Cadillac on Monday announced plans to create a fully electric iteration of its biggest SUV, the Escalade, plus a tease of the timeline: The electric version, called Escalade IQ, will bow later this year.
According to Cadillac, the Escalade IQ “promises the same commitment to craftsmanship, technology and performance that has helped the Escalade nameplate dominate the large luxury SUV segment for the last 20 years.”
The Escalade IQ, which slots in next to the Cadillac Lyriq crossover and upcoming Cadillac Celestiq as all-electric, continues the brand’s EV nomenclature, with a twist. “The IQ naming strategy celebrates Cadillac introducing a different type of EV to the market—one that works in tandem with people’s daily lives and environments,” explained Cadillac.

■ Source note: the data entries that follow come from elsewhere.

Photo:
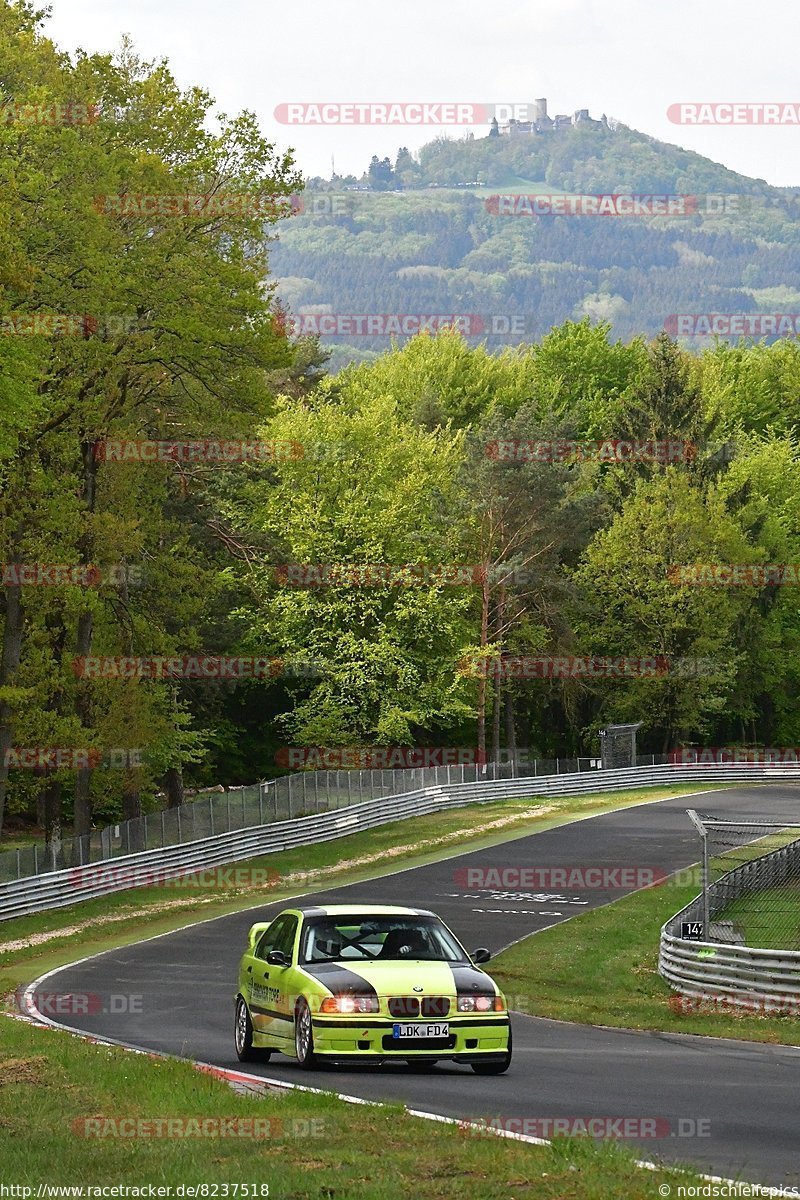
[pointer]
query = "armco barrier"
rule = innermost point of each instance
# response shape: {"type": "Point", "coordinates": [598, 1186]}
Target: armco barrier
{"type": "Point", "coordinates": [739, 975]}
{"type": "Point", "coordinates": [60, 888]}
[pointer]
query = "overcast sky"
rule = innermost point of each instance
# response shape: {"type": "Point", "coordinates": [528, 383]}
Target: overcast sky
{"type": "Point", "coordinates": [630, 60]}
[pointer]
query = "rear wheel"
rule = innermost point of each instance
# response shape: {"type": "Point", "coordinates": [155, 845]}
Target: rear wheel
{"type": "Point", "coordinates": [304, 1036]}
{"type": "Point", "coordinates": [494, 1068]}
{"type": "Point", "coordinates": [244, 1037]}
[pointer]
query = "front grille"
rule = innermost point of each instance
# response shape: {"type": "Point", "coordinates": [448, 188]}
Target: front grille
{"type": "Point", "coordinates": [435, 1006]}
{"type": "Point", "coordinates": [409, 1006]}
{"type": "Point", "coordinates": [403, 1006]}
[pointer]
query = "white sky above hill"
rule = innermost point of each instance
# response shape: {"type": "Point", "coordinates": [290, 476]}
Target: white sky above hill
{"type": "Point", "coordinates": [631, 60]}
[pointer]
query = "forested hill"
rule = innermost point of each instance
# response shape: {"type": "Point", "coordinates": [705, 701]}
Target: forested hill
{"type": "Point", "coordinates": [428, 238]}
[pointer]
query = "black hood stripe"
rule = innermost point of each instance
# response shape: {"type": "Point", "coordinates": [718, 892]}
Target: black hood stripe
{"type": "Point", "coordinates": [471, 982]}
{"type": "Point", "coordinates": [338, 979]}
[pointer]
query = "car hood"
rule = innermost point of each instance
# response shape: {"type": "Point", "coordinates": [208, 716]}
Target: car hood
{"type": "Point", "coordinates": [401, 978]}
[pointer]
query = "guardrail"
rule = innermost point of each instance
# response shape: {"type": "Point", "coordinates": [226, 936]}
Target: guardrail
{"type": "Point", "coordinates": [739, 975]}
{"type": "Point", "coordinates": [222, 810]}
{"type": "Point", "coordinates": [58, 889]}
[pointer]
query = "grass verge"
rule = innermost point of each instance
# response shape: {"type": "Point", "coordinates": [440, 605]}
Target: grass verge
{"type": "Point", "coordinates": [601, 969]}
{"type": "Point", "coordinates": [317, 1146]}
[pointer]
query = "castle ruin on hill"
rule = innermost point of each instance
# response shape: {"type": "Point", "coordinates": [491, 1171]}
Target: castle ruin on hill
{"type": "Point", "coordinates": [543, 124]}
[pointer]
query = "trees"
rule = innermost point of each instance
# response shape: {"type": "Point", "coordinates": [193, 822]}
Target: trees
{"type": "Point", "coordinates": [173, 337]}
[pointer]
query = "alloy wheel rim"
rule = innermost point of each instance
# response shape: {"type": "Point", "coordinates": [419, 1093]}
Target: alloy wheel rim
{"type": "Point", "coordinates": [304, 1032]}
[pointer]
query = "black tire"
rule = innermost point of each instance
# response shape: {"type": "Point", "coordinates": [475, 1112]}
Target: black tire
{"type": "Point", "coordinates": [494, 1068]}
{"type": "Point", "coordinates": [244, 1037]}
{"type": "Point", "coordinates": [304, 1036]}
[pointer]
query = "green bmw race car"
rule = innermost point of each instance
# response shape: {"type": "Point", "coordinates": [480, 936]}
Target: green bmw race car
{"type": "Point", "coordinates": [367, 984]}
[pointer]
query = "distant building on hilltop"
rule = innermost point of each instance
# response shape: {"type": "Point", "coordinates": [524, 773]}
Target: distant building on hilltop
{"type": "Point", "coordinates": [545, 124]}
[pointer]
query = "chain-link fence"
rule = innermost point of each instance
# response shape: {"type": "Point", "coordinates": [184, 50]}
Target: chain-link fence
{"type": "Point", "coordinates": [751, 882]}
{"type": "Point", "coordinates": [277, 799]}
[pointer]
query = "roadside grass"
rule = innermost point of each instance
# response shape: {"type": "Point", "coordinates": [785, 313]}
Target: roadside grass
{"type": "Point", "coordinates": [320, 1147]}
{"type": "Point", "coordinates": [601, 969]}
{"type": "Point", "coordinates": [29, 946]}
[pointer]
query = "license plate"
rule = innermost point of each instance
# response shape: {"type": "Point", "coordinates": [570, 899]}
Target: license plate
{"type": "Point", "coordinates": [417, 1030]}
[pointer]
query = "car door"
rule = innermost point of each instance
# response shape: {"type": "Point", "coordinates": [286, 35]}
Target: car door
{"type": "Point", "coordinates": [270, 1006]}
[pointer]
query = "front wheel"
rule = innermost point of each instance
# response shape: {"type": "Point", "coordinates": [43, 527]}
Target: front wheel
{"type": "Point", "coordinates": [304, 1036]}
{"type": "Point", "coordinates": [244, 1037]}
{"type": "Point", "coordinates": [494, 1068]}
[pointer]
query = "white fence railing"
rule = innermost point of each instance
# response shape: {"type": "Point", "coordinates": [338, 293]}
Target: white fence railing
{"type": "Point", "coordinates": [66, 887]}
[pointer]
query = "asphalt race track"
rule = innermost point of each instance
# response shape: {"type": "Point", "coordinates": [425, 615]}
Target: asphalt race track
{"type": "Point", "coordinates": [750, 1093]}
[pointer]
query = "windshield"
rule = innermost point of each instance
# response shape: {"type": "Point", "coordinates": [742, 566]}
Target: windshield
{"type": "Point", "coordinates": [353, 939]}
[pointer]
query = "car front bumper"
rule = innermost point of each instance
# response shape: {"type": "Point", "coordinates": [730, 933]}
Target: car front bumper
{"type": "Point", "coordinates": [470, 1039]}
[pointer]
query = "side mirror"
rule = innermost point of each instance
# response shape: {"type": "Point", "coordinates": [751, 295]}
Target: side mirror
{"type": "Point", "coordinates": [256, 933]}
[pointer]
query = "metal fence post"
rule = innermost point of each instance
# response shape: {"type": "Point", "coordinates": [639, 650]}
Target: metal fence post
{"type": "Point", "coordinates": [704, 834]}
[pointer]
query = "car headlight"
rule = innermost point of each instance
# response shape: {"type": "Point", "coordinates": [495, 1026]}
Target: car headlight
{"type": "Point", "coordinates": [349, 1005]}
{"type": "Point", "coordinates": [481, 1005]}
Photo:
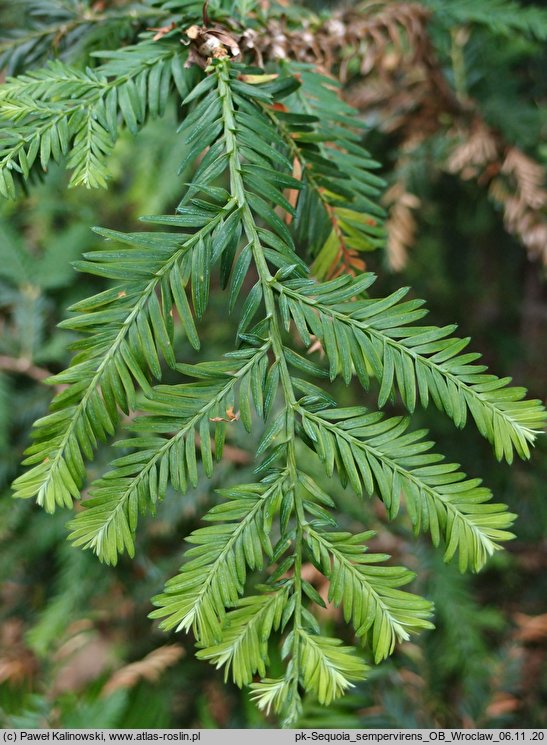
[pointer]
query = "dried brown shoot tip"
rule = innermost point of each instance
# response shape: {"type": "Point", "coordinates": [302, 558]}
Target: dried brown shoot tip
{"type": "Point", "coordinates": [150, 668]}
{"type": "Point", "coordinates": [207, 44]}
{"type": "Point", "coordinates": [515, 182]}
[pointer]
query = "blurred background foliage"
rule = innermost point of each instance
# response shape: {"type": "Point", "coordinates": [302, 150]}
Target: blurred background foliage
{"type": "Point", "coordinates": [76, 647]}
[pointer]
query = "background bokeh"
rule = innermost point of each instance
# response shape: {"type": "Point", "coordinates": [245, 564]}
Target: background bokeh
{"type": "Point", "coordinates": [76, 647]}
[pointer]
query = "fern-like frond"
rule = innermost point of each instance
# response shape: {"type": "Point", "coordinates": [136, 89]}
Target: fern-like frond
{"type": "Point", "coordinates": [214, 576]}
{"type": "Point", "coordinates": [369, 593]}
{"type": "Point", "coordinates": [67, 30]}
{"type": "Point", "coordinates": [337, 212]}
{"type": "Point", "coordinates": [61, 110]}
{"type": "Point", "coordinates": [328, 667]}
{"type": "Point", "coordinates": [373, 453]}
{"type": "Point", "coordinates": [128, 329]}
{"type": "Point", "coordinates": [108, 523]}
{"type": "Point", "coordinates": [376, 337]}
{"type": "Point", "coordinates": [245, 635]}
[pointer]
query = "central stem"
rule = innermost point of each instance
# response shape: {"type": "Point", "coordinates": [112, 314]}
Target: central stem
{"type": "Point", "coordinates": [237, 188]}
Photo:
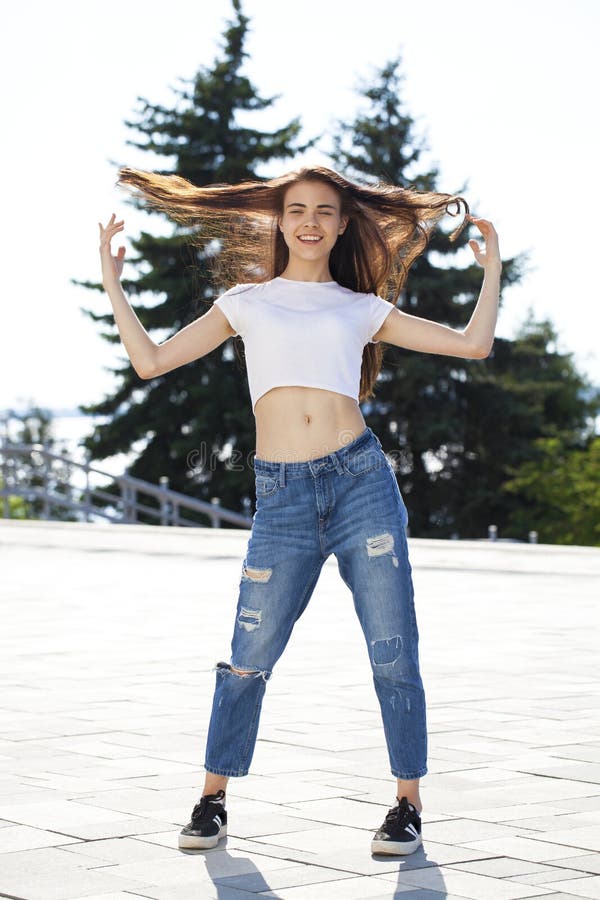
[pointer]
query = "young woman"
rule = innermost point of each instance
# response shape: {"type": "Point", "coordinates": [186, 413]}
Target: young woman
{"type": "Point", "coordinates": [309, 255]}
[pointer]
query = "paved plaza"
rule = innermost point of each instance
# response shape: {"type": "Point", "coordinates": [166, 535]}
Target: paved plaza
{"type": "Point", "coordinates": [108, 640]}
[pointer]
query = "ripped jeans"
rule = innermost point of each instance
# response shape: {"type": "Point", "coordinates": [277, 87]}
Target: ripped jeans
{"type": "Point", "coordinates": [347, 503]}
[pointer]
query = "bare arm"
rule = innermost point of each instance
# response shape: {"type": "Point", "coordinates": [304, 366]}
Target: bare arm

Teaser for Cadillac Escalade IQ debuting in 2023
Those environments likely won’t include compact parking spaces or tight city streets. As it stands, the gasoline (or diesel) Escalade ESV measures almost 19 feet long, with a width of 81.1 inches and a garage-door-challenging height of 76.7 inches. That’s neither as high nor as wide as the GMC Hummer EV, though the electric Escalade is likely to weigh far more than the gasoline models’ approximately 6,000 pounds.
EPA fuel economy ratings for the 2023 Escalade range from 23 mpg combined with rear-wheel drive and the turbo-diesel down to just 13 mpg combined for the performance-oriented Escalade V. In range, the GMC Hummer EV SUV will go an EPA-cycle 314 miles on a 170-kwh battery pack, according to the company.
Cadillac has said that three new Cadillac EVs will bow in 2023, with all three due to go into production in 2024.
An Escalade EV has been long in the works. In late 2019 the brand’s then-president Steve Carlisle confirmed the electric Escalade project, although the company hasn’t provided updates.
2023 Cadillac Lyriq
Cadillac’s shift to being a fully electric brand by 2030 is well underway. The plan was essentially set in motion when GM announced in January 2019 that Cadillac would become the “lead electric vehicle brand” for GM, and the first GM brand to introduce a vehicle built on the so-called BEV3 platform that later became known as Ultium.
The first Cadillac EV didn’t arrive until last year, with the Lyriq, but it did also last decade sell the plug-in hybrid Cadillac ELR, a well-conceived but poorly marketed luxury coupe built on Chevy Volt bones.